# 🚀 Getting Started: Your First ML Model

Welcome to your first hands-on machine learning experience! In this notebook, we'll build a simple but complete ML pipeline.

**Learning Goals:**
- Load and explore real data
- Build your first ML model
- Make predictions
- Visualize results

**Sources:**
- Dataset: Iris dataset from scikit-learn
- Method: Based on "Introduction to Statistical Learning" Chapter 2

In [None]:
# Import essential libraries
import numpy as np
import pandas as pd
import matplotlib.pyplot as plt
import seaborn as sns
from sklearn.datasets import load_iris
from sklearn.model_selection import train_test_split
from sklearn.linear_model import LogisticRegression
from sklearn.metrics import accuracy_score, classification_report

# Set up plotting
plt.style.use('seaborn-v0_8')
plt.rcParams['figure.figsize'] = (10, 6)

print("🎉 Libraries loaded successfully!")

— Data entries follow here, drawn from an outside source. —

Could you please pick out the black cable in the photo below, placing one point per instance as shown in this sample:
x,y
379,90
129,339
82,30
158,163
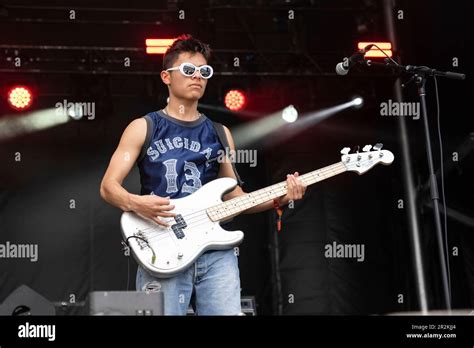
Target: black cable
x,y
442,184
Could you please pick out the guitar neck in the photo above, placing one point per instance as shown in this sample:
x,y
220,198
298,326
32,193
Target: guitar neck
x,y
235,206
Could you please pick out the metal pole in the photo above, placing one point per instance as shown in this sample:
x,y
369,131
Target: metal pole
x,y
410,192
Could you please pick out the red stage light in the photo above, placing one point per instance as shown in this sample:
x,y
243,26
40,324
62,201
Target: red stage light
x,y
374,52
158,46
235,100
20,97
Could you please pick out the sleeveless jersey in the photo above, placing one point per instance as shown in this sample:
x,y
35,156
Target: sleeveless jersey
x,y
178,156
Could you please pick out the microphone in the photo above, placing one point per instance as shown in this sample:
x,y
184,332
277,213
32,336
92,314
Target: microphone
x,y
342,68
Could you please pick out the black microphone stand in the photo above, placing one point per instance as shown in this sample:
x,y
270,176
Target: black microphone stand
x,y
419,76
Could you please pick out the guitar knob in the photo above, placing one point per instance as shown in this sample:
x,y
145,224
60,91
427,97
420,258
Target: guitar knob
x,y
378,146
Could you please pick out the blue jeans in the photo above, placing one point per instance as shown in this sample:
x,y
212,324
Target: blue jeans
x,y
214,277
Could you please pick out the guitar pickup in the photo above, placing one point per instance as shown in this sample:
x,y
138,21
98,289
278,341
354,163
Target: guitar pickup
x,y
180,221
178,231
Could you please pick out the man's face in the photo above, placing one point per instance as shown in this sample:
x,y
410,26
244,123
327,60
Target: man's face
x,y
184,87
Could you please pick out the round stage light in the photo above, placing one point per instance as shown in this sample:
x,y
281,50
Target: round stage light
x,y
235,100
20,97
290,114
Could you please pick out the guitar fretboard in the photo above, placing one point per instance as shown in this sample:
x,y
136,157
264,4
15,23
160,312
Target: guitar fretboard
x,y
234,206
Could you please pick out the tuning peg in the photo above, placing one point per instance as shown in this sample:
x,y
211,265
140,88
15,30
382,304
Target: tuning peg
x,y
367,148
345,150
378,146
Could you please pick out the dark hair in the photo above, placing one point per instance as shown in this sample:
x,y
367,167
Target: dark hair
x,y
185,43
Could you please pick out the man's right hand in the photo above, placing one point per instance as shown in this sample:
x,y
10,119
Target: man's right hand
x,y
151,207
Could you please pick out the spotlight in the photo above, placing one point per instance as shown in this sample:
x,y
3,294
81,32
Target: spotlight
x,y
158,46
374,52
357,102
289,114
20,97
235,100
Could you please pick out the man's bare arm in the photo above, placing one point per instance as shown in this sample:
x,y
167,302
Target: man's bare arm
x,y
122,161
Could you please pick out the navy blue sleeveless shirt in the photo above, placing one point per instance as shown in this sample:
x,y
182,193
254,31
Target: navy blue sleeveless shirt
x,y
178,157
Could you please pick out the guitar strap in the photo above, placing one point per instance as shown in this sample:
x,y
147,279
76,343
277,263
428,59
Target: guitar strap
x,y
225,143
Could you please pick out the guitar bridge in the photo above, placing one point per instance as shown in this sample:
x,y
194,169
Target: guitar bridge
x,y
178,226
141,239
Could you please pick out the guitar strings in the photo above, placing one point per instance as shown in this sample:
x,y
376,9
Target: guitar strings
x,y
191,221
201,218
258,195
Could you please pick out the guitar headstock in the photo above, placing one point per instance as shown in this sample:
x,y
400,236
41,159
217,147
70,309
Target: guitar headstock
x,y
361,162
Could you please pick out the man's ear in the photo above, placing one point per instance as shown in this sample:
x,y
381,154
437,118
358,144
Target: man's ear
x,y
165,77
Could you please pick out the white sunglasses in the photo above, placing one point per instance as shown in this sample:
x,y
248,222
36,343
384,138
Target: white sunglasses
x,y
188,70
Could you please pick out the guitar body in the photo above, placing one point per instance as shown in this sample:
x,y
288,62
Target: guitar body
x,y
189,235
166,251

## 📊 Step 1: Load and Explore Data

We'll use the famous Iris dataset - perfect for beginners!

**About the Iris Dataset:**
- 150 samples of iris flowers
- 4 features: sepal length, sepal width, petal length, petal width
- 3 species: setosa, versicolor, virginica
- Source: R.A. Fisher (1936)

In [None]:
# Load the Iris dataset
iris = load_iris()
X = iris.data  # Features (measurements)
y = iris.target  # Labels (species)

# Create a DataFrame for easier exploration
df = pd.DataFrame(X, columns=iris.feature_names)
df['species'] = iris.target_names[y]

print("📐 Dataset shape:", df.shape)
print("\n🔍 First 5 rows:")
print(df.head())

print("\n🌺 Species distribution:")
print(df['species'].value_counts())

In [None]:
# Let's visualize our data!
fig, axes = plt.subplots(2, 2, figsize=(15, 10))
fig.suptitle('🌸 Iris Dataset: Feature Distributions by Species', fontsize=16)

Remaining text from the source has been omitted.